On peut évidemment critiquer les orientations politiques des dirigeants catalans. En revanche on ne peut pas critiquer un peuple qui souhaite vivre son identité et récupérer sa souveraineté.
A propos de la souveraineté, une nouvelle revendication fait surface, nombre de catalans, toutes tendances confondues, souhaitent l’organisation d’un référendum sur la sortie de l’Union Européenne en cas d’indépendance. La question de la souveraineté est au cœur du débat, certes, mais pas seulement. L’U.E est montrée du doigt en Catalogne pour la nullité de son action depuis le 1er octobre 2017 et son soutien sans faille affiché à Mariano Rajoy chef du Gouvernement espagnol, dont son parti politique est le plus corrompu d’Europe. 75 affaires de corruptions, 900 responsables politiques du PP poursuivis pour des affaires de corruption, dont 12 morts liés à ces mêmes affaires. Le coût estimé par la corruption du Partido Popular représente 4,5% du PIB espagnol[2].

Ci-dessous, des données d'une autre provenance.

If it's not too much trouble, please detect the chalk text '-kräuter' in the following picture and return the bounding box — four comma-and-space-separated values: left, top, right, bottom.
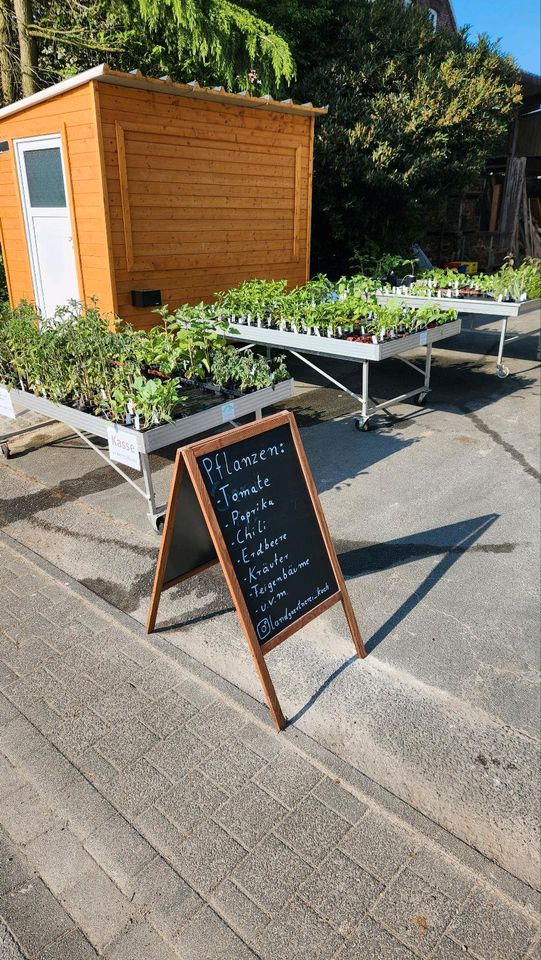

Le silence complice de l’Union Européenne dans cette affaire n’est pas seulement inspiré par la crainte d’un effet domino concernant les régions à forte personnalité identitaire, qui d’ailleurs pour certaines sont complaisantes à l’égard de cette institution technocratique. Elles sont nombreuses ces régions à forte personnalité qui souhaitent accéder au rang d’Etat, ou renforcer leur pouvoir exécutif dans le moindre des cas. La Catalogne bien sûr, l’Ecosse, la Flandre, le Pays Basque et récemment l’Italie du nord qui s’est exprimée massivement et favorablement le 22 octobre 2017 pour un élargissement du statut d’autonomie. Ce référendum prévu par la Constitution italienne s’est déroulé de manière légale, contrairement à celui organisé en Catalogne.
L’Union Européenne a peur, peur que des populations encore liées par un ciment ethnoculturel s’auto-organisent et quittent unilatéralement, ou pas, les Etats dont elles font partie. Des Etats qui dans l’état actuel des choses ne sont que des courroies de transmission du diktat bruxellois par la transposition en droit positif des traités signés. Le cauchemar des technocrates c’est bien sur l’auto-organisation populaire basée sûr la double revendication : liberté et identité.
Notre Europe sera celle des peuples enracinés qui puisent encore une énergie et non plus des peuples qui sont technocratisés. Malgré toutes les imperfections que nous pouvons relever (mais qui est parfait ?) nous voyons qu’il existe encore en Europe des peuples-patries conscients de leur singularité et prêts à défendre ce que de droit.
Llorenç Perrié Albanell
[1] Mordrel Olier, Le Mythe de l’Hexagone. Edition Picollec, Paris, 1981
[2] La semaine du Roussillon 26 novembre 2017.